Sexual sins are by no means the worst sins. However, neither are they trivial, for sexuality is an important part of a person’s humanity and personality. While some society can probably be found somewhere that permits any given sexual practice, nevertheless, every known society has sexual rules, taboos, and norms. The idea that sexual acts are merely private is wrongheaded, for sexual acts and attitudes have profound social consequences. The Church and state both quite properly have an interest in seeing that individuals are taught and encouraged to direct their sexual energies in positive, constructive channels.
The Christian in Society
The Church’s moral teaching includes principles that are both ‘conservative’ and ‘liberal’, and as a whole the Church’s teaching is outside the current political spectrum. For instance, the natural law as understood by the Church includes the principle of subsidiarity, which holds that in general things that can be done privately, rather than publicly, should be left private, while things that must be done publicly should be done by the lowest level of public authority that is practical and efficient. This principle might well seem to be ‘conservative’ in the modern political scheme. The Church’s moral teaching also holds that the right to private property is qualified by the higher demands of the public good. This principle might well seem to be ‘liberal’.

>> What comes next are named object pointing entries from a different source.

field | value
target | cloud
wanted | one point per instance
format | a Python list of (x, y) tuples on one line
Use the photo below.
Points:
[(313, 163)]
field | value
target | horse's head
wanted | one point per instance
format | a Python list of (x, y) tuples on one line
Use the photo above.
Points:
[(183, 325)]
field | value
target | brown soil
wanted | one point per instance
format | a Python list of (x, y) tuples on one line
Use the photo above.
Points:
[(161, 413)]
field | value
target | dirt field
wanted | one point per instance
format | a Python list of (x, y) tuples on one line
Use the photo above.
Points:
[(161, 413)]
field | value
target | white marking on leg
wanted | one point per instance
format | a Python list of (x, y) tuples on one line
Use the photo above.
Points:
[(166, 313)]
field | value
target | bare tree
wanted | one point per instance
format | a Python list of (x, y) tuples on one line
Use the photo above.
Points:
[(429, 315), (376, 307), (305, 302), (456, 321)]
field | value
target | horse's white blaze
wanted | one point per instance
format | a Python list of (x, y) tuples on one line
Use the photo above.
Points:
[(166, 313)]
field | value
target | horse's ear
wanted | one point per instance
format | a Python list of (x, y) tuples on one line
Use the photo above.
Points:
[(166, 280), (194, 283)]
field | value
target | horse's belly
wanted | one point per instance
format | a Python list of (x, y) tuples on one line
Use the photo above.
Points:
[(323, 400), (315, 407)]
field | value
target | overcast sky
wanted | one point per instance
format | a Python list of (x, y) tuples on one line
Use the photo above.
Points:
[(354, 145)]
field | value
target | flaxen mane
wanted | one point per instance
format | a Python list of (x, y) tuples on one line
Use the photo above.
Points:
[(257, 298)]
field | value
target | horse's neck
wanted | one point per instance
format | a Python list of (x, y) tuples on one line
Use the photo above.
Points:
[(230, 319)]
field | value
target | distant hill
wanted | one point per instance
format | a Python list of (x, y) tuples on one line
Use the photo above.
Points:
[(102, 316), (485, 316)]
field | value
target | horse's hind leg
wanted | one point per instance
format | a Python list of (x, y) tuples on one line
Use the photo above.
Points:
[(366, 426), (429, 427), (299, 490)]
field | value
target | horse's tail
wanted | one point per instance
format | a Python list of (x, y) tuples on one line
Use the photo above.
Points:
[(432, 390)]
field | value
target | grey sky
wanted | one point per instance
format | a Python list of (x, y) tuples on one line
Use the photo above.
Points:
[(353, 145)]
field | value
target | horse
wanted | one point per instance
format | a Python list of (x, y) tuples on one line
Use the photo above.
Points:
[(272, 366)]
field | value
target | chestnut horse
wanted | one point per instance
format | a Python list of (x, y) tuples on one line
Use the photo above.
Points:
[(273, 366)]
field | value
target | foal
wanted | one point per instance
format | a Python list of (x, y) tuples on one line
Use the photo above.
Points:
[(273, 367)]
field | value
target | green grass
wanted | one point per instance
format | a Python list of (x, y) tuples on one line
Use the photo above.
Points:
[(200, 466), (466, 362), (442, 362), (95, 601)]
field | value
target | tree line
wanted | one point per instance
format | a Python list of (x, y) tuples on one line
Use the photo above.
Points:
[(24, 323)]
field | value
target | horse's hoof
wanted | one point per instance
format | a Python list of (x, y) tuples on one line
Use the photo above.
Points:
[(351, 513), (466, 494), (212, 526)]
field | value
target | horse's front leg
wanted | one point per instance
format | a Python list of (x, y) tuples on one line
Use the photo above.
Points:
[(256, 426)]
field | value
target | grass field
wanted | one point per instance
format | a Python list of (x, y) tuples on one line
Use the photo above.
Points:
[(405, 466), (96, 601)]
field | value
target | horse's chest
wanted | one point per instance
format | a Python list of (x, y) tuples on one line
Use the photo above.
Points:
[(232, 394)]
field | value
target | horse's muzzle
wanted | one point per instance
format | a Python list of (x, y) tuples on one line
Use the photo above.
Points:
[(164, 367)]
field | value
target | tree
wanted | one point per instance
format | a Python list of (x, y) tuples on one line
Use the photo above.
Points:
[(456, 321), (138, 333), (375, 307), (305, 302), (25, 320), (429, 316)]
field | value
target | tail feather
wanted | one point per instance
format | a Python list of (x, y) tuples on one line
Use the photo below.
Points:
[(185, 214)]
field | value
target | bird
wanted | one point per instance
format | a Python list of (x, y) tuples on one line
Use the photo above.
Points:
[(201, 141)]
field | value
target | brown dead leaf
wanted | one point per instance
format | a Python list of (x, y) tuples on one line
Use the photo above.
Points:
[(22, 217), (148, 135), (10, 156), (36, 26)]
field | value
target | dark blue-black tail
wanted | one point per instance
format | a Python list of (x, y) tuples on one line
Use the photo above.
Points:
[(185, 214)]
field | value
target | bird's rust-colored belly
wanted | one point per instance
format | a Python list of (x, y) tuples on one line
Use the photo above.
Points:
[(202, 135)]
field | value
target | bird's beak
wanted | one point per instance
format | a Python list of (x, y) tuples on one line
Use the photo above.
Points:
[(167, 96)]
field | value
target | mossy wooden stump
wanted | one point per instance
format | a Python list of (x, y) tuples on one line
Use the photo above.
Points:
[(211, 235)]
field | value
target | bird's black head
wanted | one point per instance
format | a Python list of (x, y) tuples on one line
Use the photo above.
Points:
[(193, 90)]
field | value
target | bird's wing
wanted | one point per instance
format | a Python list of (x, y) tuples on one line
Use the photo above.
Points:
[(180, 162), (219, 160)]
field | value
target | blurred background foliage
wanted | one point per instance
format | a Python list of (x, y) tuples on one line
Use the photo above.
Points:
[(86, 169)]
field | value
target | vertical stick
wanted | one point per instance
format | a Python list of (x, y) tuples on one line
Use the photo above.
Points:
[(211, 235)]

In general, however, the Church’s concern is for the salvation of souls and the promotion of “true religion and virtue.” Modern regimes are not generally organized around any particular vision of true religion or virtue, but rather around instrumental, secondary goods (such as economic prosperity or liberty). It is not clear that such a truncated political vision is desirable or can long endure. While the Church does not endorse contending political candidates or parties, the Church’s moral teaching at times might well have political and even partisan implications. Some of these teachings are discussed in brief under the links located at the right. In modern democracies, it is up to the individual believer to determine which party or candidates best conform to the teachings of the Church.